Die Behandlung von Ebola-Patienten und die Isolierung von Verdachtsfällen sind nur eine Säule im Kampf gegen die Epidemie – und dabei sehr personal- und materialaufwendig. Um die Ausbreitung von Ebola einzudämmen, sind aber auch die Teams sogenannter Contact Tracer wichtig.

Sie identifizieren die Infektionsketten, also die Kontaktpersonen von bekannten Fällen. Diese Personen werden registriert, in einer Datenbank erfasst und idealerweise jeden Tag kontaktiert, um festzustellen, ob sie gesund sind. 

Solange sie gesund sind, sind die Kontaktpersonen, etwa Familienangehörige, nicht ansteckend bei normalem Umgang. „Aber bei Fieber müssen sie schleunigst und unter sicheren Bedingungen in ein Isolations- und Behandlungszentrum gebracht werden“, so der deutsche Epidemiologe Gertler.
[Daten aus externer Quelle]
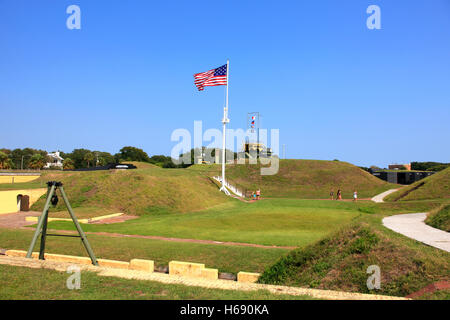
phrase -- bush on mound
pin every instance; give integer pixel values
(340, 262)
(436, 186)
(440, 218)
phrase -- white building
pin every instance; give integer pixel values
(57, 160)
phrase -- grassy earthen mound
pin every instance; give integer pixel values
(440, 218)
(307, 179)
(436, 186)
(151, 190)
(340, 262)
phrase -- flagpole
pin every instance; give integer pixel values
(225, 120)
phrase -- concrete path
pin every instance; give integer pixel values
(413, 226)
(381, 196)
(196, 282)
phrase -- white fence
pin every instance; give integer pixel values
(232, 188)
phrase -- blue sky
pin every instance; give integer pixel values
(334, 88)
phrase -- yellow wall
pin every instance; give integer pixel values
(18, 178)
(8, 199)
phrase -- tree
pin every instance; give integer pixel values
(68, 164)
(37, 161)
(133, 154)
(88, 157)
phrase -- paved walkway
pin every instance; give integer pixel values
(413, 226)
(381, 196)
(196, 282)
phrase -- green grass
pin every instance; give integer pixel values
(304, 179)
(20, 283)
(440, 218)
(280, 222)
(436, 186)
(340, 261)
(82, 212)
(225, 258)
(35, 184)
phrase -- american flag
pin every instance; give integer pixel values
(214, 77)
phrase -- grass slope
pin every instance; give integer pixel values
(139, 191)
(305, 179)
(440, 218)
(340, 262)
(436, 186)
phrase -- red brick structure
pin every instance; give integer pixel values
(399, 166)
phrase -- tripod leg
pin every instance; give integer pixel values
(41, 220)
(43, 237)
(80, 231)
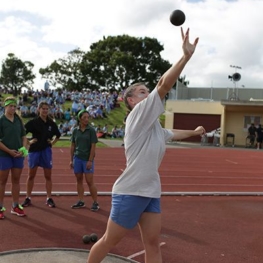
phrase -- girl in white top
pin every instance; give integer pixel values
(136, 193)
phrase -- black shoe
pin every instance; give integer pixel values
(79, 204)
(27, 202)
(50, 202)
(95, 207)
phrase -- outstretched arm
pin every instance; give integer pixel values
(169, 78)
(183, 134)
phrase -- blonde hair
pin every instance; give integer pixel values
(129, 92)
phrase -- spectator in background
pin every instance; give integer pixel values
(45, 134)
(259, 132)
(33, 110)
(82, 152)
(252, 134)
(114, 132)
(24, 111)
(67, 114)
(12, 138)
(74, 107)
(46, 86)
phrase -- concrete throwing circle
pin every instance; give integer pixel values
(55, 255)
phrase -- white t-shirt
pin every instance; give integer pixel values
(144, 149)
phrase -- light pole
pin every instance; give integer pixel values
(235, 77)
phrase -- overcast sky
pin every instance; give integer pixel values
(230, 33)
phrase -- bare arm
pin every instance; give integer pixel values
(183, 134)
(169, 78)
(91, 155)
(72, 149)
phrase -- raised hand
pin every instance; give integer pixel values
(188, 48)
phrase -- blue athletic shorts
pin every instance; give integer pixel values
(11, 162)
(41, 158)
(126, 210)
(80, 166)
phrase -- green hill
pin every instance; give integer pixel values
(115, 117)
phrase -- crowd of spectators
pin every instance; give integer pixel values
(99, 104)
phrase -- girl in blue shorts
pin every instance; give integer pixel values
(82, 153)
(136, 193)
(13, 144)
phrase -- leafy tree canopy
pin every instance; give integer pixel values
(16, 74)
(112, 64)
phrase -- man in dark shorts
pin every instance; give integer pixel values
(43, 130)
(252, 134)
(259, 132)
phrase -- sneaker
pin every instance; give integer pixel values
(18, 210)
(79, 204)
(27, 202)
(95, 207)
(2, 210)
(50, 202)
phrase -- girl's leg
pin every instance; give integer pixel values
(30, 180)
(3, 181)
(80, 187)
(47, 174)
(15, 178)
(113, 235)
(92, 186)
(150, 228)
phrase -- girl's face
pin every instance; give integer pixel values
(43, 110)
(84, 119)
(140, 93)
(10, 109)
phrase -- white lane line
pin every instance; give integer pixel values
(231, 161)
(142, 252)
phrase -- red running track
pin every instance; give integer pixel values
(183, 171)
(195, 229)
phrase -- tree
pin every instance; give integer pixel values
(65, 72)
(16, 74)
(118, 61)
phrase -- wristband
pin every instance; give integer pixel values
(24, 151)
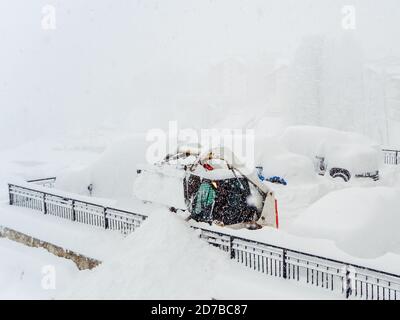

Die Kontaktpersonen müssen nach ihrem letzten Kontakt mit einem Ebola-Patienten 21 Tage lang nachverfolgt werden.

Tumulte in Rwampara

Wichtig ist außerdem die Gesundheitsaufklärung für die örtliche Bevölkerung. Offenbar ist vielen Menschen im Ostkongo die immense Gefahr nicht bewusst. Das zeigt ein Fall aus Rwampara in der Provinz Ituri. Im Streit um die Leiche eines Ebola-Toten ist dort ein Krankenhaus in Brand gesetzt worden. Nach Tumulten zwischen Angehörigen und Ärzten brannten zwei Behandlungszelte in Rwampara in der Provinz Ituri nieder.

DR Kongo Rwampara 2026 | Brennendes Zelt des Ebola-Behandlungszentrum  hinter Polizeiabsperrband (21.05.2026)
Brennendes Ebola-Behandlungszentrum in Rwampara (am Donnerstag)Bild: Gradel Muyisa Mumbere/REUTERS

Die Familie des Mannes, der mit Ebola-Symptomen gestorben war, habe die Leiche für eine Bestattung abholen wollen, doch die Ärzte hätten dies verweigert, sagte der zuständige Anführer der Volksgruppe Bahema, Batangura Zamundu, der dpa.

Die Leiche eines Menschen, der an Ebola gestorben ist, ist hoch ansteckend und muss daher nach bestimmten Regeln begraben werden. Die Gefahr für Angehörige und Bestatter ist sehr hoch, zumal in der Region das Waschen und Berühren von Toten üblich ist.